Promotion Agencies Grapple with New Connecticut Tax

Posted on by Chief Marketer Staff

Promotion agencies are preparing to deal with a new Connecticut sales tax to be imposed on advertising services beginning April 1.

Advertising services related to the development of media advertising or cooperative direct mail advertising, such as layout, art direction, graphic design, mechanical preparation and production supervision, will be subject to 3 percent sales and use taxes. Sales of non-media advertising services and direct mail advertising services, other than cooperative direct mail, will be taxed at 6 percent.

“Administratively it’s going to become a nightmare to disseminate what is taxable and what is not taxable,” said Jim Plattner, senior vice president and CFO for J Brown/LMC Group in Stamford, CT.

Plattner said there is also concern over how clients will react to the tax. “From our clients’ perspective, their budgets are locked and really tight,” he said. “They can’t go back and say ‘I need another 3 percent or 6 percent on top of everything else because Connecticut changed its sales tax laws.’ The client may say, ‘we’re going to have to reduce our spending by that amount to cover you having to charge us the sales tax.’ That will really hurt us.”

Howard Steinberg, CEO of Source Marketing, Westport, CT, concurred. “Budgets will be impacted,” he said. “In a time of increasing budget pressures and bottom line intensity, here comes another factor that will place some downward influence on marketing spend.”

The American Association of Advertising Agencies (AAAA) along with the Association of National Advertisers is continuing efforts to repeal or ameliorate the tax. Concern is growing that other states will adopt similar measures. The tax law was passed as part of a budget deficit bill in February as a short-term fix to help reduce the state’s $500 million deficit.

“We think it’s a bad tax,” said Linda Dove, senior vice president of the AAAA. “It puts any ad agency or promotion agency in the state of Connecticut at a competitive disadvantage. If I’m an advertiser, I’m going to find it a lot easier to go to Boston to buy my advertising than go to Glastonbury.”

She said the resources to administer collection of the tax are going to be costly to agencies.

The state imposed the tax to help reduce a $900 million budget deficit and hoped to raise $5 million on the tax. However, others suggest that number is much lower.

“We believe that they have very erroneous information,” Dove said. “We believe that our agencies in Connecticut will contribute $1 million or less.”

The Promotion Marketing Association said the high concentration of sales promotion agencies located in the state of Connecticut has raised concerns for the association and its members. (Eight of the top 25 promotion agencies ranked by PROMO magazine in its 2002 PROMO 100 are based in Connecticut.)

Linda Goldstein, the chair of the PMA’s government affairs committee and a partner in Hall Dickler Kent Goldstein & Wood LLP, said the trend toward integrated marketing means that every promotion agency will likely be affected.

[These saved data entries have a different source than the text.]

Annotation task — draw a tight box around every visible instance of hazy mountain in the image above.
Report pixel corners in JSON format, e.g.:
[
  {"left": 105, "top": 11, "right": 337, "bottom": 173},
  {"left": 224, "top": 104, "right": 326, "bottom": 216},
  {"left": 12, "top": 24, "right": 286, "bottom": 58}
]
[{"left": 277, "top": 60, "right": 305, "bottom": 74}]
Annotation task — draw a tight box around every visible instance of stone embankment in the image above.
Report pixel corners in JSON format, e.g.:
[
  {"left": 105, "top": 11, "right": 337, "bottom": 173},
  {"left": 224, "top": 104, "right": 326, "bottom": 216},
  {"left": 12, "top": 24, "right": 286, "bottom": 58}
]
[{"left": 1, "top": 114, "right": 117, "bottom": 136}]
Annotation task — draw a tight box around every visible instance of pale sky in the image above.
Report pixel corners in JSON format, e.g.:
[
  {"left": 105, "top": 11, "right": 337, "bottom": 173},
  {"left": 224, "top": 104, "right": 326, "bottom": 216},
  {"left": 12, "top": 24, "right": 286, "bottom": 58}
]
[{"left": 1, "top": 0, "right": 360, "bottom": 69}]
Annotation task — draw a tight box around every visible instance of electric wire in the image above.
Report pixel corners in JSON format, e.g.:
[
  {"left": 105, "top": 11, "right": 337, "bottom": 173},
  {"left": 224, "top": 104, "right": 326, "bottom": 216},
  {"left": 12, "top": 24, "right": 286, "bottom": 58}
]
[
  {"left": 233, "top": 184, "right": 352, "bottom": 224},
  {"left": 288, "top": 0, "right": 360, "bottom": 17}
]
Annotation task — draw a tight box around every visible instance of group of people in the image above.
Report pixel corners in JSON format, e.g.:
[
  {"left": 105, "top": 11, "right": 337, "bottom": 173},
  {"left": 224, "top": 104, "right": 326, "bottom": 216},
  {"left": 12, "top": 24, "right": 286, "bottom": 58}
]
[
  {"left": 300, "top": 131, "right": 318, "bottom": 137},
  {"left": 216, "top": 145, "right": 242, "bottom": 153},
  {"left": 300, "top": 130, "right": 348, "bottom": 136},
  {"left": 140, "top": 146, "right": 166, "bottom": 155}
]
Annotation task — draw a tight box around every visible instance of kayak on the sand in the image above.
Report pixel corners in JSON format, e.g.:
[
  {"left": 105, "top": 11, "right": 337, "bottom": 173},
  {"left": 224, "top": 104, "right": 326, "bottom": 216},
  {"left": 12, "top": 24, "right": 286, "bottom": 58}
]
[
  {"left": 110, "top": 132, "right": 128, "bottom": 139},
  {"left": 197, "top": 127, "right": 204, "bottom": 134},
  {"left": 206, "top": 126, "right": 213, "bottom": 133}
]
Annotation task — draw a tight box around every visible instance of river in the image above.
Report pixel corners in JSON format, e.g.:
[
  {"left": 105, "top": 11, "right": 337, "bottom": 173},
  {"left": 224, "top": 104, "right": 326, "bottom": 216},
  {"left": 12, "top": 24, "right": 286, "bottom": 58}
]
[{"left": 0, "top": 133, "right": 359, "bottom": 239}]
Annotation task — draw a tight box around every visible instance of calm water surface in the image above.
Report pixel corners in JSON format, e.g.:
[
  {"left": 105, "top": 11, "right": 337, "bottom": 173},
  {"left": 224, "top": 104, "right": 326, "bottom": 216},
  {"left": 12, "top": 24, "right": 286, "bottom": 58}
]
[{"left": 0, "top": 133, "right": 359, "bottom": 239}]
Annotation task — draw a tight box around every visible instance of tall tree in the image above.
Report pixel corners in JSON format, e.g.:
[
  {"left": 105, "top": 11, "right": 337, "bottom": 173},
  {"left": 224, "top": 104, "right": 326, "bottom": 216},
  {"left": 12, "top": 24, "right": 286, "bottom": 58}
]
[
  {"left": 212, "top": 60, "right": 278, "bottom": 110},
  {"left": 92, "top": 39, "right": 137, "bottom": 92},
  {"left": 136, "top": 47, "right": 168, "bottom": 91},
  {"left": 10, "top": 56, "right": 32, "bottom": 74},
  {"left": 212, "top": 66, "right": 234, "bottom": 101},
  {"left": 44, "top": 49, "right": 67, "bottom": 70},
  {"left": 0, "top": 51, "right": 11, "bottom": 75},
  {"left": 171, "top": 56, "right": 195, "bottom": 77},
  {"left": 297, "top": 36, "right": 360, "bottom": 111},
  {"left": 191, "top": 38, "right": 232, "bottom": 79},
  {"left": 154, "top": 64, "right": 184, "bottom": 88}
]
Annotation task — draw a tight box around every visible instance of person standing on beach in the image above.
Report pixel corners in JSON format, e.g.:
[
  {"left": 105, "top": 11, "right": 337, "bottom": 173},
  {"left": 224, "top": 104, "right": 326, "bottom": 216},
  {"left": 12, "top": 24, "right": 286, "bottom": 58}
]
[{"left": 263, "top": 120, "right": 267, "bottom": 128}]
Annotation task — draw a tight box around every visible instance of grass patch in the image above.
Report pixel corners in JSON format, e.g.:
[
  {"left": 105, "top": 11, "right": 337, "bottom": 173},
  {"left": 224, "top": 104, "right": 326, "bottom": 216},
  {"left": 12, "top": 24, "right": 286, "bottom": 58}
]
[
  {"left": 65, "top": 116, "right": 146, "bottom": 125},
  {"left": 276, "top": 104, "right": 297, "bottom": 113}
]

“If a sales promotion agency is conducting an in-store or retail promotion for a client, it’s likely that they’re going to be developing all of the elements of that promotion,” Goldstein said. “So, the fact that the regulation itself may have parceled out particular items that are taxable and others that are not, as a practical matter will not provide much relief to our members.”

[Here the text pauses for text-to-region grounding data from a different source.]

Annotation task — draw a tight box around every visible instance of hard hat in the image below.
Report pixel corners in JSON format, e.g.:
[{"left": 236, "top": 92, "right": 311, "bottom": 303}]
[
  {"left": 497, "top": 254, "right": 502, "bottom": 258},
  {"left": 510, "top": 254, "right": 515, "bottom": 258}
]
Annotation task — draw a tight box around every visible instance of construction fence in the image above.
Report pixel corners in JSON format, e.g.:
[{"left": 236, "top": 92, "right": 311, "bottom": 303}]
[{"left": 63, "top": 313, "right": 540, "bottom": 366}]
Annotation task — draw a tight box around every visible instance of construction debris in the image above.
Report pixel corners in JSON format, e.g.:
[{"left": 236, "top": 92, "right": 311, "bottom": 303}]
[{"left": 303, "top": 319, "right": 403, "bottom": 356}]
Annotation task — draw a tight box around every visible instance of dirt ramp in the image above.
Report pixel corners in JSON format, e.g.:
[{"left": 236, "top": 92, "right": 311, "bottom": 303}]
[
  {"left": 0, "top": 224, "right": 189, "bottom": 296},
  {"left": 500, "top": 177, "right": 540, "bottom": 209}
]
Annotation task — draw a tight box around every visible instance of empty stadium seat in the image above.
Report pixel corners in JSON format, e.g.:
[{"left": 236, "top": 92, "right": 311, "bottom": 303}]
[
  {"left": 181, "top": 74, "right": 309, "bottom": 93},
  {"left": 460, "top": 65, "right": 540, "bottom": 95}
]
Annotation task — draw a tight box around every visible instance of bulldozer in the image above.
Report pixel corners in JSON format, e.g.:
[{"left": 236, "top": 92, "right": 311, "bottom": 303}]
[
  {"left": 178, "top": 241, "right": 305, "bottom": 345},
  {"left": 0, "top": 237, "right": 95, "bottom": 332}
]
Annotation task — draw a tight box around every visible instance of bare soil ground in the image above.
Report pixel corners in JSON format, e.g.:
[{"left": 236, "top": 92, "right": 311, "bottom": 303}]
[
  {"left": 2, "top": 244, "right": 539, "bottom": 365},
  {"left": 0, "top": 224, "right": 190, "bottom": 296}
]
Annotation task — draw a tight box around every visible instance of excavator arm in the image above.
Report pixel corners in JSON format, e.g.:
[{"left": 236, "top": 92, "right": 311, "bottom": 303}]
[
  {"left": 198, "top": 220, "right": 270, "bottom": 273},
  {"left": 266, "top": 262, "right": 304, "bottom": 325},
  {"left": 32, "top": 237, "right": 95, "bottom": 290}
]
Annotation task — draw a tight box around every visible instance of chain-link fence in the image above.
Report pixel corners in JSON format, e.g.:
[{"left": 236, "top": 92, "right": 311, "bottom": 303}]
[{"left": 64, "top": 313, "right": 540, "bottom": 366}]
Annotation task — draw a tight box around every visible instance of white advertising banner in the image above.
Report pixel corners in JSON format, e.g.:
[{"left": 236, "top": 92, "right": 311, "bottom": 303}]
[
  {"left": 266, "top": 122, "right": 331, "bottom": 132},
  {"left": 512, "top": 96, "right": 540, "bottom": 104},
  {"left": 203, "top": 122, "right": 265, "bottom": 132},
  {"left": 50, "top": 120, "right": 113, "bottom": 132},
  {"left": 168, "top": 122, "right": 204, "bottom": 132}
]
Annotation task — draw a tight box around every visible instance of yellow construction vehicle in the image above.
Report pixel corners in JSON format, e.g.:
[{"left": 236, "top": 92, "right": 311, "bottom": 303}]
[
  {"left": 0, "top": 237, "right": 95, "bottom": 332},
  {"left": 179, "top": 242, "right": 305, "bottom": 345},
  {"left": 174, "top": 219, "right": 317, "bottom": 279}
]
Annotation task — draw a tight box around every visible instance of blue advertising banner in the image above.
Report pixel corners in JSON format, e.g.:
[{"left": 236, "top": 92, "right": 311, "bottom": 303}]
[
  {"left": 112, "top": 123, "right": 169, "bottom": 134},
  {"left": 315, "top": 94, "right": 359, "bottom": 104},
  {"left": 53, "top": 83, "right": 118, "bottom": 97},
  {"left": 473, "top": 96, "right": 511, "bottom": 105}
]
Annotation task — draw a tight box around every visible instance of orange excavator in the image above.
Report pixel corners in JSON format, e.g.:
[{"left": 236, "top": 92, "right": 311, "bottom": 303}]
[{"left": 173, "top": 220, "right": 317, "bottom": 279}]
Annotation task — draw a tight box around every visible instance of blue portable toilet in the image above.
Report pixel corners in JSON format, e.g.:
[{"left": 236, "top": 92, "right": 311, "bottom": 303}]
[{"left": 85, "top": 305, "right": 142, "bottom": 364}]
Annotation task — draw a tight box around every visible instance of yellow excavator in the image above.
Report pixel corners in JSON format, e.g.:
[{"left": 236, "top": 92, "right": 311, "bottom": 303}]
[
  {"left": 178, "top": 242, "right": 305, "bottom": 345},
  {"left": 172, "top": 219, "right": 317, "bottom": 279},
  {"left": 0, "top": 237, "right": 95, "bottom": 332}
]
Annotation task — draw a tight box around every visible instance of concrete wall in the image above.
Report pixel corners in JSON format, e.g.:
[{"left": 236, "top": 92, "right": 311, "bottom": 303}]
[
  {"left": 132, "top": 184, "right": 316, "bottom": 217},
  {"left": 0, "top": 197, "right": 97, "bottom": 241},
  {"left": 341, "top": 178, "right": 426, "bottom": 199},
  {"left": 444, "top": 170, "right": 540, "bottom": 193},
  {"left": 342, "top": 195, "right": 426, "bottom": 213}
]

The PMA has not taken any action on the issue but plans to address the sales tax at its upcoming government affairs meeting to determine if action is warranted.

“The industry has historically been somewhat successful in fighting taxes of this type,” Goldstein said. “This was premised by a need to create short-term revenue at a time when the advertising agency and sales promotion business is certainly feeling the impacts of the economy. It’s just another blow to the industry.”